I do need to add that trying to "change someone's behavior" by using punishment strategies or threats of such usually ends you in a world with fewer friends. People, even if they are rude, and are flaky, don't like being treated like children. Most will usually stop calling before they "change their behavior." Think about how hard it is to change your own behavior, then think about how hard it would be to change a friends'. Of course, you can talk to them, and let them know this is hurtful, but don't expect too many changes. People who do this usually continue to do so.
07/20/2011
Contributor: P'Gell P'Gell
My husband and I have a friend (a couple actually) who uses the "Yeah... well, we'll see. Maybe.... I'm not sure. Probably, though." Then agreeing to plans, but we never knew for sure. We finally got so sick of this, basically telling us "We can't be counted on." That I started asking them, "What? Are you waiting for a better offer? Someone more interesting than The Man and I might call at the last minute?" They were also common last minute cancelers.

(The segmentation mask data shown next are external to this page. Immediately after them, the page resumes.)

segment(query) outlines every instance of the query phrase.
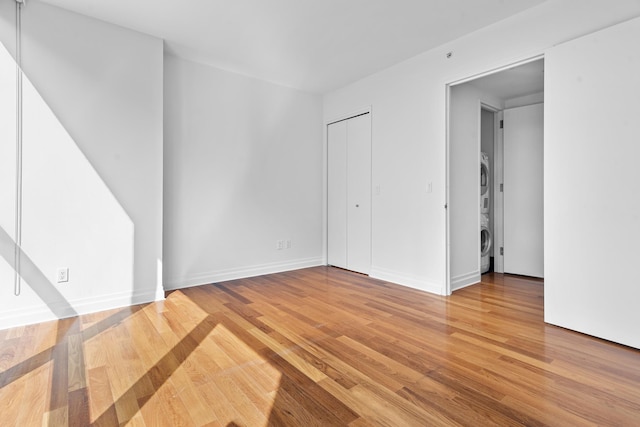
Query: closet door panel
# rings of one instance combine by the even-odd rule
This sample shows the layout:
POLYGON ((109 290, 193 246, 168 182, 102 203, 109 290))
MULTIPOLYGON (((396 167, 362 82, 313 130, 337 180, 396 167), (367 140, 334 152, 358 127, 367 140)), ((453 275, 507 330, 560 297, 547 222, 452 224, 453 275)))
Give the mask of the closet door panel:
POLYGON ((347 122, 327 127, 329 265, 347 268, 347 122))
POLYGON ((635 18, 557 45, 544 60, 544 318, 635 348, 638 40, 635 18))
POLYGON ((371 115, 347 121, 347 265, 371 269, 371 115))

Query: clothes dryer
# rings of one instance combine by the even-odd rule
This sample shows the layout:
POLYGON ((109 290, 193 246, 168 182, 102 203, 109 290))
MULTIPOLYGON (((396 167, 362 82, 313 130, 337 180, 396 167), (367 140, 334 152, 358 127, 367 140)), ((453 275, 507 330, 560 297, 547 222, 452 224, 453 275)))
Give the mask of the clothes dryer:
POLYGON ((480 153, 480 213, 489 213, 489 186, 491 177, 491 170, 489 169, 489 155, 487 153, 480 153))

I was pretty much ready to let the relationship with these people end anyway, not trying to change anybody.

I just got sick of these GROWN UPS who couldn't commit to an evening. My Man and I don't get out as much as they did, as they were childless and didn't own a home and most of their money was used for fun. When My Man and I GET to make plans, we don't like to be disappointed as it may be months before we'll be able to manage it again. OUR time was being wasted and we were being disrespected by these non-committal people.

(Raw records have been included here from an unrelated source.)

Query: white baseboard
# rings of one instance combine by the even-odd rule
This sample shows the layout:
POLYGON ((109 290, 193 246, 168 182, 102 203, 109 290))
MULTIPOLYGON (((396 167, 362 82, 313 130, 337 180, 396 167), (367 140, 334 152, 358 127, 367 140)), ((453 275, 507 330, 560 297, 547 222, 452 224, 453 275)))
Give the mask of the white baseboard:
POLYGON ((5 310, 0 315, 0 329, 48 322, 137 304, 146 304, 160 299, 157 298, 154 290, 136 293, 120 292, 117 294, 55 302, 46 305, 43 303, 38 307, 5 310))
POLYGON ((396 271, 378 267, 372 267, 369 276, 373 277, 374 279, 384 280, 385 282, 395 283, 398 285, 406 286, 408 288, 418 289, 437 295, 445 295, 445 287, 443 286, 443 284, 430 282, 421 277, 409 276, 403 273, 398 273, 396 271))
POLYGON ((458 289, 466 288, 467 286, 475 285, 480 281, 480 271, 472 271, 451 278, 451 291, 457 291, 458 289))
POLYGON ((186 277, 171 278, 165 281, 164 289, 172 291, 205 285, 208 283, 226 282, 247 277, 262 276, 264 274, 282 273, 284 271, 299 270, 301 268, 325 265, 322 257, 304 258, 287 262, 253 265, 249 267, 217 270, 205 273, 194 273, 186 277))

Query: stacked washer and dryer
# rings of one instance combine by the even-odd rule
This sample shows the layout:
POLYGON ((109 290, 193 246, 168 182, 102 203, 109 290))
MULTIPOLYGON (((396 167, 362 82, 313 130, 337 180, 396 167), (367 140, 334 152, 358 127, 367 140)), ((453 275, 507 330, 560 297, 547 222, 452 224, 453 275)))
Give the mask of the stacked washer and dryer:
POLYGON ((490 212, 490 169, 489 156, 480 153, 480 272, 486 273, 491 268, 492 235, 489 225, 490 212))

Let's just say we've moved on. Nothing more frustrating than planning something with someone who can't commit to something as common as dinner plans.

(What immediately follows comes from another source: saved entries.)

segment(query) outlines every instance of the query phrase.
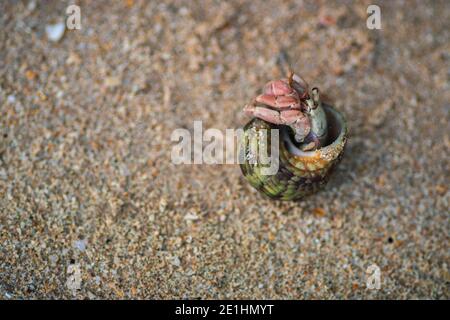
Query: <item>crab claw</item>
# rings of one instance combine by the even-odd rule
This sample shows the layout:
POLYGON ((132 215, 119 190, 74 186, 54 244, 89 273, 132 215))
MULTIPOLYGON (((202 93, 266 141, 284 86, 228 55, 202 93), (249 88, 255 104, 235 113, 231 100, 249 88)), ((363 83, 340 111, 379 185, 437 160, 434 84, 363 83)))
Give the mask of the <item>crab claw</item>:
POLYGON ((246 104, 244 107, 244 113, 249 116, 253 117, 255 115, 256 106, 255 103, 246 104))
POLYGON ((280 119, 282 121, 282 124, 293 124, 295 123, 299 118, 304 118, 305 115, 300 110, 283 110, 280 112, 280 119))
POLYGON ((298 142, 303 141, 303 139, 311 131, 309 119, 300 110, 291 109, 282 110, 279 112, 277 110, 249 104, 245 106, 244 112, 249 116, 253 116, 276 125, 290 126, 292 130, 294 130, 295 139, 298 142))
POLYGON ((294 90, 285 80, 275 80, 266 83, 263 92, 272 96, 284 96, 292 94, 294 90))
POLYGON ((248 116, 256 117, 273 124, 282 124, 280 113, 276 110, 265 107, 257 107, 254 104, 248 104, 244 108, 244 112, 248 116))
POLYGON ((274 96, 269 94, 261 94, 256 97, 256 102, 266 104, 268 106, 282 109, 282 108, 300 108, 299 100, 294 96, 274 96))

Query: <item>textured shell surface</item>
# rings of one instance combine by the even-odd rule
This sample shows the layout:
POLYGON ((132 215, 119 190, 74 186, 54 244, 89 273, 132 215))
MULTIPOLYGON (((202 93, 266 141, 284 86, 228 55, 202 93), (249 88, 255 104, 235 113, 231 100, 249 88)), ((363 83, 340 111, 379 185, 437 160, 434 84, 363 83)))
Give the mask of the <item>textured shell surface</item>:
POLYGON ((341 159, 347 139, 347 125, 343 115, 324 105, 329 137, 326 145, 314 151, 302 151, 293 142, 289 129, 254 118, 244 127, 241 141, 243 162, 241 170, 249 183, 272 199, 300 200, 320 190, 341 159), (278 171, 265 175, 268 164, 250 161, 251 148, 264 145, 271 154, 271 130, 279 129, 278 171), (261 131, 266 134, 255 134, 261 131))

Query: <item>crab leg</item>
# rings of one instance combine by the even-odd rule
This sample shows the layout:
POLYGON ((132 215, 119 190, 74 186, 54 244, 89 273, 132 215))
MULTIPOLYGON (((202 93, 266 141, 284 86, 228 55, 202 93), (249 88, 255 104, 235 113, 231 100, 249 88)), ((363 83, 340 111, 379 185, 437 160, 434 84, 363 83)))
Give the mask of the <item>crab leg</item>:
POLYGON ((256 97, 256 102, 277 109, 283 109, 288 107, 293 109, 300 109, 299 100, 294 96, 274 96, 269 94, 261 94, 256 97))
POLYGON ((289 95, 294 92, 294 90, 289 86, 285 80, 275 80, 269 81, 263 90, 264 94, 273 96, 289 95))
POLYGON ((301 94, 300 98, 306 98, 308 96, 309 86, 305 79, 303 79, 299 75, 296 75, 295 73, 291 75, 291 79, 292 81, 290 81, 290 83, 292 87, 298 92, 298 94, 301 94))
POLYGON ((302 141, 311 130, 309 119, 300 110, 291 109, 279 112, 277 110, 249 104, 245 106, 244 112, 249 116, 257 117, 276 125, 290 126, 295 132, 295 139, 299 142, 302 141))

I'm an adult, I expect my friends to act like adults. Making plans and sticking to them is an adult activity. Hedging, while maybe waiting for something more interesting to come around, or simply "not feeling like it now" isn't adult behavior.
07/20/2011
Contributor: Pixel Pixel
It may be the norm, but it's still bloody rude. Unless the world is actually ending, or someone is actively bleeding out in front of me, I follow through on my commitments.
07/20/2011
Contributor: meitman meitman
Sounds like the majority of people agree on this. It seems to be the norm now but I still hate it. I second what P'Gell said about being an adult and having responsibilities. There are times when cancelling has to be done and I'm understanding about that but don't cancel on me at the last minute or without letting me know because something "better" came up or you didn't feel like it anymore. Probably just bugs me because that's not the way I am.
07/20/2011
Contributor: The Curious Couple The Curious Couple
I think it is rude, but I've had to cancel on one of my friends yesterday because someone called into work sick and I had to cover for them. I think it really depends on the situation.
07/20/2011
Contributor: Ansley Ansley
Whenever someone cancels plans on me, I secretly wonder if I have an introvert on my hands. I cancel plans all of the time. I've been telling a girlfriend of mine that I will call her for oh I don't know about two weeks now? (She's drama-rific with two horribly-behaved children.) She exhausts me and I don't want to talk to her. I drop plans involving my own mother because I don't want to break my comfort bubble and deal with her. Cancel my subscription, I am through with your issues! Sometimes I have to cancel due to money reasons and I would like to save a little face by telling a white lie instead of someone else paying my way or even offering to do so. (Damn that Leo pride!) I also get really tense and anxious when I'm in the car these days so whenever I do go out I am usually very agitated by the time I get there.
07/20/2011
Contributor: Rin (aka Nire) Rin (aka Nire)
Depends a lot on the reason, and how often they do it. One of my friends backed out twice in a row some time ago, but because she's normally so good about showing up, I didn't care.